Salford Harriers (10 miles) track championship: Winner 1958–1966. Set course record 1963 time 51 m 35 s.

Roath, Cardiff (16 miles): Winner 1960, 1962, 1965, 1966 and twice in 1967.

Herefordshire County Championship (20 miles): Winner 1962–1964, 1966, 1967.

Newport (10 miles): Winner 1960, 1961, 1967.

Hereford to Ross-on-Wye (14 miles): Winner 1960, 1962. Broke course record each time.

South London Harriers (30 miles): Winner 1962, 1967.

Woodford to Southend (36 miles): Winner 1964.

Stanger to Durban Goldtop (50 miles): Winner 1970.

Herefordshire County (6 miles) track championship: Winner 1962, 1966, 1967.

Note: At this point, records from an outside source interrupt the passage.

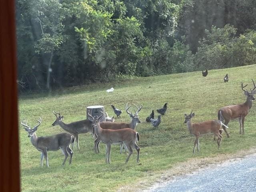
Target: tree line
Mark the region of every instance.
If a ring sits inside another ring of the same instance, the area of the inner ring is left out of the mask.
[[[20,90],[255,63],[253,0],[17,0]]]

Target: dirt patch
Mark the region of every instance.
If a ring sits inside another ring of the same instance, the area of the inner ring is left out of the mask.
[[[225,161],[237,158],[242,158],[245,156],[256,153],[256,148],[247,150],[241,150],[234,154],[221,154],[217,156],[205,158],[191,158],[188,161],[174,165],[172,168],[166,171],[148,173],[148,175],[137,183],[123,186],[118,192],[134,192],[148,191],[147,189],[157,183],[171,180],[177,176],[190,173],[198,169],[205,168],[209,165],[218,164]]]

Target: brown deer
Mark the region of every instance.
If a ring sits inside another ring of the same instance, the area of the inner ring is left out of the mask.
[[[221,127],[222,125],[227,128],[228,128],[228,127],[224,125],[221,121],[217,120],[210,120],[199,123],[192,123],[191,119],[195,116],[195,113],[192,113],[192,112],[191,110],[191,112],[188,115],[184,114],[185,122],[184,122],[187,124],[190,134],[196,137],[193,153],[195,153],[196,145],[197,145],[197,151],[199,151],[199,137],[211,133],[213,133],[218,138],[217,143],[218,149],[220,146],[222,137],[221,133],[223,130],[221,128]]]
[[[244,88],[248,85],[246,84],[244,86],[243,83],[241,82],[241,87],[244,92],[244,94],[247,97],[246,101],[242,104],[237,105],[229,105],[221,108],[218,112],[218,116],[219,120],[223,121],[225,120],[224,124],[228,125],[229,122],[232,119],[238,119],[239,124],[240,124],[240,134],[242,134],[242,134],[244,134],[244,118],[249,112],[249,110],[252,106],[252,101],[255,98],[254,95],[256,93],[256,86],[255,84],[252,80],[254,87],[250,90],[250,92],[249,92],[247,90],[245,90]],[[229,134],[226,129],[225,127],[223,127],[223,129],[227,134],[228,137],[229,137]]]
[[[70,145],[74,142],[74,137],[67,133],[62,133],[51,136],[38,137],[36,134],[36,131],[38,126],[42,123],[41,118],[39,117],[39,120],[36,120],[39,124],[35,126],[32,129],[30,128],[30,126],[24,123],[24,120],[22,122],[20,122],[21,124],[25,127],[25,130],[28,132],[28,137],[30,138],[31,143],[33,145],[38,151],[41,152],[41,165],[43,166],[43,160],[44,158],[45,158],[46,166],[48,167],[48,156],[47,152],[49,151],[57,151],[60,149],[65,155],[65,158],[62,163],[64,165],[65,162],[68,158],[68,155],[70,156],[69,160],[69,164],[71,163],[72,157],[74,155],[74,152],[70,148]]]
[[[54,126],[58,125],[64,130],[74,135],[75,137],[75,140],[76,140],[77,148],[79,151],[81,151],[79,147],[78,134],[86,133],[89,132],[94,135],[94,131],[93,128],[92,126],[92,122],[86,119],[66,124],[62,121],[63,116],[60,115],[60,112],[56,113],[54,111],[53,111],[53,114],[56,116],[56,120],[52,123],[52,125]],[[73,144],[73,149],[74,144],[74,142]]]
[[[127,163],[132,154],[133,148],[135,148],[137,150],[137,162],[138,163],[140,148],[136,144],[139,140],[138,132],[130,128],[115,130],[102,129],[100,125],[99,120],[103,115],[103,112],[101,111],[100,111],[102,114],[99,117],[97,116],[92,116],[91,109],[89,110],[88,115],[90,120],[92,122],[92,126],[94,128],[95,133],[97,136],[97,138],[94,141],[95,145],[98,146],[100,141],[106,145],[106,163],[110,163],[111,144],[121,143],[124,144],[129,151],[129,154],[125,161],[125,163]],[[98,153],[99,151],[97,150],[98,147],[96,147],[96,152]]]
[[[143,106],[141,105],[140,107],[139,108],[136,105],[134,104],[133,104],[133,105],[135,106],[138,109],[137,111],[135,111],[135,114],[134,115],[132,114],[132,112],[130,112],[128,111],[129,109],[132,106],[132,105],[130,105],[128,107],[127,104],[125,106],[125,110],[126,112],[132,118],[132,121],[130,123],[124,122],[117,123],[116,122],[100,122],[100,125],[101,128],[105,129],[108,129],[113,130],[123,129],[124,128],[130,128],[131,129],[135,129],[137,124],[140,123],[140,120],[139,116],[138,116],[138,113],[142,108]],[[96,146],[94,146],[94,149],[95,149],[95,147],[96,147]],[[120,146],[120,153],[122,153],[122,148],[123,144],[121,144]],[[98,151],[99,151],[99,149],[98,148]]]

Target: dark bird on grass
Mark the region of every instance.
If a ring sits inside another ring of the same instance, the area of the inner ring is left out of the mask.
[[[122,113],[122,110],[117,109],[114,105],[111,105],[111,106],[112,108],[113,108],[114,113],[116,115],[116,116],[118,117],[118,116],[120,116],[120,115],[121,115]]]
[[[154,116],[155,114],[154,112],[154,110],[152,110],[152,112],[150,113],[150,114],[149,115],[149,116],[147,117],[147,118],[146,119],[146,121],[148,123],[150,123],[151,122],[150,121],[150,119],[151,118],[154,119]]]
[[[167,103],[166,103],[165,104],[164,104],[164,105],[162,108],[159,109],[157,109],[156,111],[157,111],[158,113],[160,113],[162,115],[164,115],[164,114],[165,114],[165,112],[166,111],[166,109],[167,109]]]
[[[228,81],[228,74],[226,75],[226,76],[224,77],[224,82],[226,83]]]
[[[158,128],[158,125],[161,123],[161,116],[160,115],[158,115],[157,119],[154,119],[151,118],[150,121],[151,122],[151,124],[155,128]]]
[[[204,77],[206,77],[208,74],[208,71],[206,69],[205,72],[204,71],[202,71],[202,74],[203,74],[203,76]]]

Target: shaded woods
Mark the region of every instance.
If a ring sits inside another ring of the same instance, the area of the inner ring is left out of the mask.
[[[17,0],[20,90],[255,63],[252,0]]]

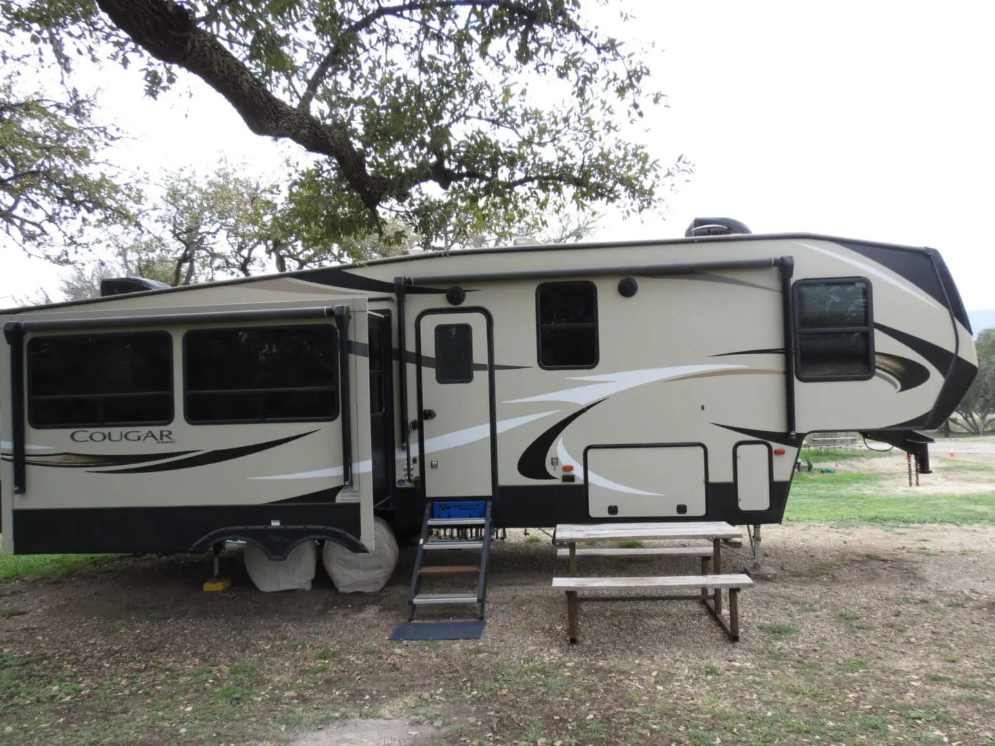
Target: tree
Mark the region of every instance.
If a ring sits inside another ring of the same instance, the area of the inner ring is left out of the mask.
[[[995,329],[985,329],[974,341],[978,354],[978,375],[957,405],[964,428],[974,435],[984,435],[995,421]]]
[[[131,241],[116,239],[115,254],[107,260],[77,262],[73,271],[60,282],[63,300],[84,300],[99,297],[100,280],[111,278],[146,278],[169,282],[173,278],[173,261],[156,237],[136,237]],[[42,294],[38,302],[52,302]]]
[[[623,136],[661,94],[580,0],[30,0],[16,15],[139,58],[152,95],[185,70],[253,132],[312,154],[285,213],[305,251],[389,218],[438,246],[568,206],[640,212],[689,168]]]
[[[134,195],[100,170],[97,152],[115,134],[93,123],[91,99],[20,89],[9,73],[0,81],[0,226],[21,247],[65,263],[88,228],[129,221]]]

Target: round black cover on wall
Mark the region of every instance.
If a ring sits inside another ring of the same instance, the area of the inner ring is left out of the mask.
[[[622,297],[632,297],[639,289],[639,283],[632,278],[625,278],[619,280],[619,294]]]
[[[450,287],[446,290],[446,299],[453,305],[459,305],[467,299],[467,291],[459,286]]]

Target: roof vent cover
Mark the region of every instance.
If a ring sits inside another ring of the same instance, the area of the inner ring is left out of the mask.
[[[749,229],[732,218],[695,218],[685,231],[687,238],[701,236],[730,236],[734,233],[749,233]]]
[[[146,290],[161,290],[170,285],[158,280],[147,278],[108,278],[100,280],[100,297],[105,295],[124,295],[128,292],[144,292]]]

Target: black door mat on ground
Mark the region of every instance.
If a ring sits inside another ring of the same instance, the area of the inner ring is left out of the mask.
[[[487,622],[405,622],[391,640],[480,640]]]

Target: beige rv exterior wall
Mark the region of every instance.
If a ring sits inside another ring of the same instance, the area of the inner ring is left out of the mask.
[[[216,290],[218,288],[212,288]],[[227,288],[225,288],[227,289]],[[206,293],[210,296],[216,293]],[[150,296],[157,300],[160,296]],[[193,296],[191,296],[193,297]],[[124,299],[124,298],[122,298]],[[327,300],[328,298],[321,298]],[[347,303],[352,309],[349,337],[365,343],[367,340],[367,313],[365,297],[336,296],[336,302]],[[299,305],[300,303],[296,303]],[[116,304],[115,304],[116,305]],[[130,303],[128,303],[130,305]],[[304,303],[313,305],[313,302]],[[151,306],[142,306],[147,310]],[[158,308],[181,312],[175,305],[158,305]],[[238,306],[244,309],[244,306]],[[266,307],[271,308],[272,305]],[[225,308],[230,310],[231,308]],[[121,311],[121,309],[116,309]],[[218,306],[189,306],[188,311],[219,310]],[[119,312],[125,317],[134,312],[127,308]],[[62,314],[60,314],[62,315]],[[106,310],[100,317],[110,315]],[[21,316],[24,318],[25,316]],[[53,314],[32,313],[34,319],[53,317]],[[55,316],[59,317],[59,316]],[[59,428],[35,429],[30,422],[25,426],[28,456],[32,454],[80,453],[92,455],[132,455],[156,452],[217,452],[237,449],[254,444],[269,443],[285,438],[302,436],[275,448],[269,448],[234,461],[219,461],[200,466],[172,470],[151,471],[140,474],[98,472],[85,468],[28,467],[28,490],[25,494],[12,494],[8,485],[13,484],[10,462],[2,462],[0,478],[3,485],[3,510],[5,525],[11,525],[10,511],[18,508],[72,508],[72,507],[125,507],[125,506],[206,506],[254,505],[297,497],[301,494],[339,486],[342,476],[341,408],[351,410],[353,483],[352,488],[342,489],[339,501],[360,502],[362,525],[361,540],[372,549],[373,507],[372,476],[370,474],[371,444],[369,418],[369,364],[362,355],[350,355],[351,391],[348,400],[340,403],[339,416],[332,421],[297,423],[240,423],[231,425],[194,425],[184,417],[183,399],[183,333],[188,328],[237,328],[252,326],[281,326],[301,323],[326,323],[334,326],[334,318],[327,321],[278,320],[198,325],[196,327],[167,325],[130,327],[129,330],[165,330],[172,335],[173,343],[173,392],[174,414],[168,425],[134,427]],[[108,329],[112,330],[112,329]],[[46,334],[50,332],[45,332]],[[61,334],[65,332],[51,332]],[[26,343],[36,333],[26,335]],[[349,340],[339,340],[348,344]],[[9,355],[0,364],[0,386],[9,392]],[[10,402],[4,401],[4,412],[9,412]],[[0,430],[2,440],[11,441],[9,418],[3,418]],[[86,438],[81,431],[169,431],[172,443],[99,442],[73,440]],[[177,457],[177,460],[182,457]],[[140,465],[137,465],[140,466]],[[13,551],[12,542],[4,542],[5,553]]]

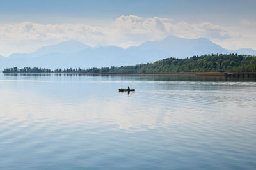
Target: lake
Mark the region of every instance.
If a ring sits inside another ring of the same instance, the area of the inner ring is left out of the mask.
[[[256,168],[255,78],[0,74],[0,97],[1,169]]]

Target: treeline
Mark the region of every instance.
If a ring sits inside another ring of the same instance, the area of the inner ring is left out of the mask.
[[[5,69],[3,73],[131,73],[166,72],[256,72],[256,56],[237,54],[212,54],[190,58],[168,58],[154,63],[102,68],[57,69],[17,67]]]

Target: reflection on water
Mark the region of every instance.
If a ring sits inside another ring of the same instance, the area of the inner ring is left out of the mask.
[[[256,166],[252,78],[10,74],[0,96],[0,169]]]

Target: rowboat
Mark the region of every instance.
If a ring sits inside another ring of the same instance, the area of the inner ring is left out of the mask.
[[[135,89],[118,89],[119,92],[132,92],[132,91],[135,91]]]

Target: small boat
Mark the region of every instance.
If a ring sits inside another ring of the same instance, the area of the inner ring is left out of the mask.
[[[130,90],[129,90],[129,89],[123,89],[123,88],[121,88],[121,89],[118,89],[118,90],[119,90],[119,92],[134,92],[134,91],[135,91],[135,89],[130,89]]]

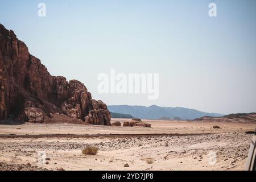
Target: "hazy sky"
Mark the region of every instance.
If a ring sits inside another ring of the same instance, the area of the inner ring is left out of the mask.
[[[82,81],[108,105],[256,111],[255,0],[1,0],[0,23],[52,75]],[[159,73],[159,98],[100,94],[97,76],[111,68]]]

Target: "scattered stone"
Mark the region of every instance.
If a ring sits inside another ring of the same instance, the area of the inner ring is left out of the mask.
[[[130,166],[129,166],[129,164],[125,164],[125,166],[123,166],[123,167],[129,167]]]
[[[119,121],[116,121],[111,124],[112,126],[121,126],[121,123]]]

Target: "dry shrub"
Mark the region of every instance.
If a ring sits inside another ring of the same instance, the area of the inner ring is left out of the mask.
[[[98,151],[98,147],[88,146],[82,150],[82,153],[84,155],[96,155]]]
[[[145,161],[148,164],[152,164],[155,160],[152,158],[147,158],[145,159]]]

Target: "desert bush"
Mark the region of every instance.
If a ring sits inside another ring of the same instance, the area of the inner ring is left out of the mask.
[[[98,147],[89,146],[85,147],[82,150],[82,153],[84,155],[96,155],[98,151]]]
[[[145,160],[146,160],[146,162],[148,164],[152,164],[154,162],[154,160],[152,158],[147,158],[147,159],[146,159]]]

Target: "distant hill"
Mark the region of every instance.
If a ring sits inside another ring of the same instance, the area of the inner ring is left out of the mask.
[[[203,117],[195,119],[194,121],[208,122],[254,122],[256,123],[256,113],[237,113],[231,114],[223,117]]]
[[[141,119],[158,119],[160,118],[170,119],[194,119],[204,116],[221,117],[218,113],[208,113],[195,109],[184,107],[160,107],[152,105],[149,107],[143,106],[112,105],[108,106],[109,110],[113,113],[128,114]]]
[[[133,116],[130,114],[117,113],[110,112],[111,118],[134,118]]]

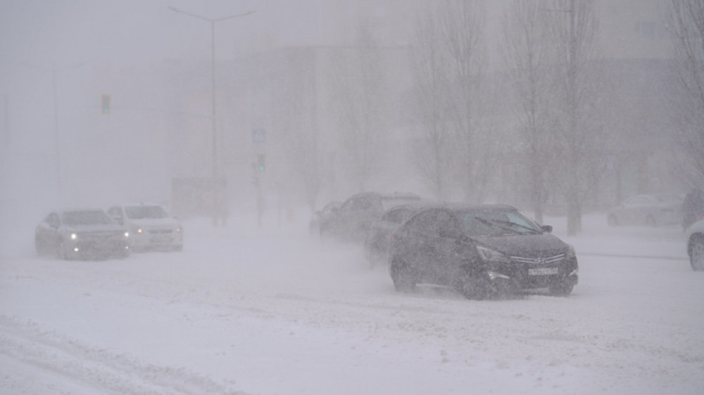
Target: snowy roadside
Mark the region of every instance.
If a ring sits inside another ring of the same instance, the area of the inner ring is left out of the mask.
[[[560,235],[560,224],[551,222]],[[11,368],[3,369],[0,387],[19,394],[704,388],[704,308],[693,302],[704,297],[704,278],[681,250],[677,259],[598,254],[677,254],[674,228],[587,228],[568,240],[578,256],[584,252],[572,296],[477,302],[432,287],[397,294],[358,249],[320,244],[300,224],[187,225],[191,242],[182,254],[4,261],[0,364]],[[592,255],[591,246],[602,250]]]

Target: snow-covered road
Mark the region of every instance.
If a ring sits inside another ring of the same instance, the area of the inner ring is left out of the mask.
[[[565,238],[570,297],[501,301],[397,294],[303,221],[189,221],[182,252],[126,260],[27,243],[0,252],[0,393],[701,394],[704,273],[681,231],[603,222]]]

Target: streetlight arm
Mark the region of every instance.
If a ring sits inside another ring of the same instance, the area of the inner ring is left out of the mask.
[[[213,22],[218,22],[218,20],[225,20],[226,19],[232,19],[234,18],[239,18],[241,16],[247,16],[248,15],[251,15],[251,14],[253,14],[253,13],[254,13],[256,12],[256,11],[247,11],[246,13],[242,13],[237,14],[237,15],[233,15],[232,16],[226,16],[225,18],[218,18],[218,19],[213,19]]]
[[[213,19],[213,18],[206,18],[204,16],[201,16],[199,15],[196,15],[194,13],[189,13],[189,12],[187,12],[187,11],[182,11],[182,10],[180,10],[180,9],[175,8],[175,7],[170,7],[170,7],[168,7],[168,8],[170,10],[172,11],[176,11],[177,13],[182,13],[182,14],[186,14],[186,15],[187,15],[189,16],[192,16],[193,18],[197,18],[198,19],[201,19],[201,20],[207,20],[208,22],[218,22],[218,20],[225,20],[226,19],[232,19],[233,18],[239,18],[241,16],[246,16],[248,15],[253,14],[253,13],[255,13],[255,11],[247,11],[246,13],[239,13],[239,14],[237,14],[237,15],[230,15],[230,16],[226,16],[226,17],[223,17],[223,18],[218,18]]]

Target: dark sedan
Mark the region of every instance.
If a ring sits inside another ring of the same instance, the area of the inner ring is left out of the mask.
[[[572,292],[578,266],[572,246],[506,205],[441,205],[420,212],[394,233],[389,272],[398,291],[450,286],[484,299],[547,289]]]
[[[394,232],[427,205],[425,202],[417,202],[396,206],[372,224],[364,240],[364,254],[371,267],[386,265],[389,261],[389,245]]]
[[[413,193],[365,192],[351,196],[339,208],[334,208],[320,224],[320,235],[362,243],[372,224],[386,210],[420,200]]]
[[[61,259],[124,258],[130,255],[127,229],[101,209],[77,209],[50,213],[37,226],[37,254]]]

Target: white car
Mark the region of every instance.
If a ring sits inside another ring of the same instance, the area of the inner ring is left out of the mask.
[[[692,270],[704,271],[704,220],[692,224],[687,228],[687,254]]]
[[[682,197],[678,195],[637,195],[606,213],[610,226],[662,226],[682,221]]]
[[[183,250],[183,227],[160,205],[139,203],[113,206],[108,214],[130,231],[132,251]]]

National Championships (20 miles): Champion in 1960.

National Road Runners Club (Marathon): Champion in 1962.

National Territorial Army Championships (Cross Country): Champion in 1960, 1961.

== Private life ==
John Tarrant married in 1953, and with his wife Edie had a son, Roger. He lived most of his life in Derbyshire, South Africa and Hereford. He held various jobs over the years, including plumber's assistant, quarryman, and caretaker for the Territorial Army base in Hereford. He would occasionally give up one job for a lower-paying job, purely in order to have more time to train.

== Death ==
John Tarrant died in Hereford in 1975 of late-diagnosed stomach cancer, at the age of 42.

In July 2011, councillors in his final home town of Hereford commenced a campaign to raise a statue in his honour. The Ghost Runner Statue Campaign was started by Hereford runners and coaches Nikki Tyler and Lisa Ruck, who were coached themselves by John's brother Vic Tarrant, who was a great runner as well and voluntarily coached athletes in Hereford for 40 years. The statue was unveiled on 23 April 2019.